JACOBS: We tested some when we were still experimenting out in Montana, and very quickly found that they're a source of trouble. The brake bands freeze up and you have to climb the tower with a hammer and knock them loose. Besides that, it's not very smart to completely stop a windplant propeller. The ice mostly freezes on the lowest blade and that'll wreck your plant if you turn it loose. It's much better to let the propeller swing around a little bit during a winter storm. What ice or frost it collects will be distributed evenly that way and won't give you any trouble.

PLOWBOY: Fantastic. You really checked out all the angles, didn't you? What did this translate to in business?

JACOBS: Oh, I don't know exactly. We must have built about 50 million dollars worth of plants in 25 years.

PLOWBOY: Wow! What was your biggest year?

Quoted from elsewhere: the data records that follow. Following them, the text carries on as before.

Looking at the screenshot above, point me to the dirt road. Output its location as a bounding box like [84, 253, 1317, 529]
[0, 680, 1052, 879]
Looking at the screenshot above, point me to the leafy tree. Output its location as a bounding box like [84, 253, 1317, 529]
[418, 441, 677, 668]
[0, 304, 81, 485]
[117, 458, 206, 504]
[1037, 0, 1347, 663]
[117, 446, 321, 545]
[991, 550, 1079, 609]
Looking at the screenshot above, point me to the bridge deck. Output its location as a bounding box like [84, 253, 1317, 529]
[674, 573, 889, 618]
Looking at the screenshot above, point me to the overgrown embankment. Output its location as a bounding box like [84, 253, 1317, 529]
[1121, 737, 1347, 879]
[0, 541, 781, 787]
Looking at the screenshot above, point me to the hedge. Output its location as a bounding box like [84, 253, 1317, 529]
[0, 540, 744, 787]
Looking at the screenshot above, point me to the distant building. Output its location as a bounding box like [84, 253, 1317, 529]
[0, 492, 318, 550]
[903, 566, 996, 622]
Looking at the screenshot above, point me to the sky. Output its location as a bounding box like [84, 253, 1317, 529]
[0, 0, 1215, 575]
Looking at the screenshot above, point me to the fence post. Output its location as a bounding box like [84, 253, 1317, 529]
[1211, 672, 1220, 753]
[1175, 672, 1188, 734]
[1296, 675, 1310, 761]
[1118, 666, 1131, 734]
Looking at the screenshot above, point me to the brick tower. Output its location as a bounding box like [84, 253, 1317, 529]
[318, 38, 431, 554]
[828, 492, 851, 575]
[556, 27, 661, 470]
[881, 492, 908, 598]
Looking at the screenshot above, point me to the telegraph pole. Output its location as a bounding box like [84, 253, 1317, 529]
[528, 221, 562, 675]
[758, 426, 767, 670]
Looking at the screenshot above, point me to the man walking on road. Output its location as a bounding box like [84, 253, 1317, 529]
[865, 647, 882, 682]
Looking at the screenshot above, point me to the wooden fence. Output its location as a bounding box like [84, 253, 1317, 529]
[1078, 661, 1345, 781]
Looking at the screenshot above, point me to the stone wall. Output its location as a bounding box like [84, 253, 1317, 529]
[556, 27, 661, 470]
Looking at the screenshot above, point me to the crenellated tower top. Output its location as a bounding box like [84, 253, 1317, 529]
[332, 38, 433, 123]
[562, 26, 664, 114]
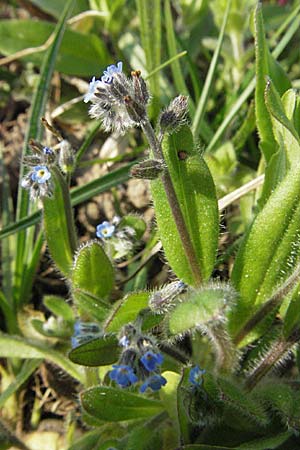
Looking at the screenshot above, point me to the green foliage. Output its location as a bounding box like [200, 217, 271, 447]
[151, 127, 218, 285]
[43, 169, 77, 276]
[69, 335, 119, 367]
[81, 386, 163, 422]
[4, 0, 300, 450]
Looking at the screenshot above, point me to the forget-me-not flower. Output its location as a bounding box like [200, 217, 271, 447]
[96, 221, 116, 239]
[83, 77, 101, 103]
[109, 364, 138, 387]
[140, 374, 167, 393]
[141, 350, 164, 372]
[102, 61, 123, 84]
[31, 166, 51, 184]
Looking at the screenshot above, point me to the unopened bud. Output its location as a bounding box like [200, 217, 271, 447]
[130, 159, 165, 180]
[131, 70, 150, 105]
[159, 95, 188, 132]
[58, 140, 74, 173]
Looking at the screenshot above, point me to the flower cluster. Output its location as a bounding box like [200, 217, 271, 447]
[96, 217, 136, 260]
[149, 280, 187, 314]
[71, 320, 102, 348]
[21, 144, 56, 199]
[109, 324, 167, 393]
[84, 61, 149, 134]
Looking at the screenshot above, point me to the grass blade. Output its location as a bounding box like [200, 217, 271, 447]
[0, 161, 136, 240]
[192, 0, 231, 136]
[14, 0, 74, 297]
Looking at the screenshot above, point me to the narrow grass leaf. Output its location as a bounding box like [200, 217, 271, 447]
[192, 0, 231, 136]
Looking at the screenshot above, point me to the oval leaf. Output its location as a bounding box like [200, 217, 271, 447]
[229, 166, 300, 343]
[69, 335, 120, 367]
[80, 386, 163, 422]
[71, 241, 114, 318]
[151, 127, 219, 285]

JACOBS: I can't remember...but I think we had 260 employees at one time. We could produce eight to ten plants a day working one shift and during the war we ran three. We ran around the clock in Minneapolis and I even bought another factory in Iowa and ran it for a few years. We didn't build windplants out there but we manufactured similar equipment...electrical and magnetic hardware for the Army and Navy. Gear that protected our ships from the Germans' magnetic mines...stuff like that.

PLOWBOY: I've heard you once came up with another protective device. Something to do with pipelines.

JACOBS: Yes, I'm quite proud—I'd say justifiably so—of the cathodic protection system I devised in 1933. I don't know if you're familiar with the problem or not, but when you put big pieces of metal in the ground—things like pipelines—they just waste away. They don't rust...but the metal is carried into the dirt by electrolysis. It's just eaten up and carried away. The earth, in effect, is electroplated at the expense of the pipeline.

I found that this action can be stopped by putting a little negative direct current—only 3/10 of a volt—on the metal and a little positive DC into the surrounding soil. This discovery has saved the pipeline companies millions upon millions of dollars. All the big bridges are now protected this way too. Every very large steel structure.

PLOWBOY: Have you developed anything else that the ordinary individual would find more directly related to your windplants?

JACOBS: Well we used to sell everything you'd need on the ranch—fans, motors, electric irons, toasters, percolators, freezers, refrigerators, whatever—all built to run on 32-volt DC. Hamilton Beach manufactured them for me to my specifications. I even had a freezer that was so well insulated you could unplug it and it would keep ice cream frozen for four or five days. All this equipment could be powered by our windplants, of course.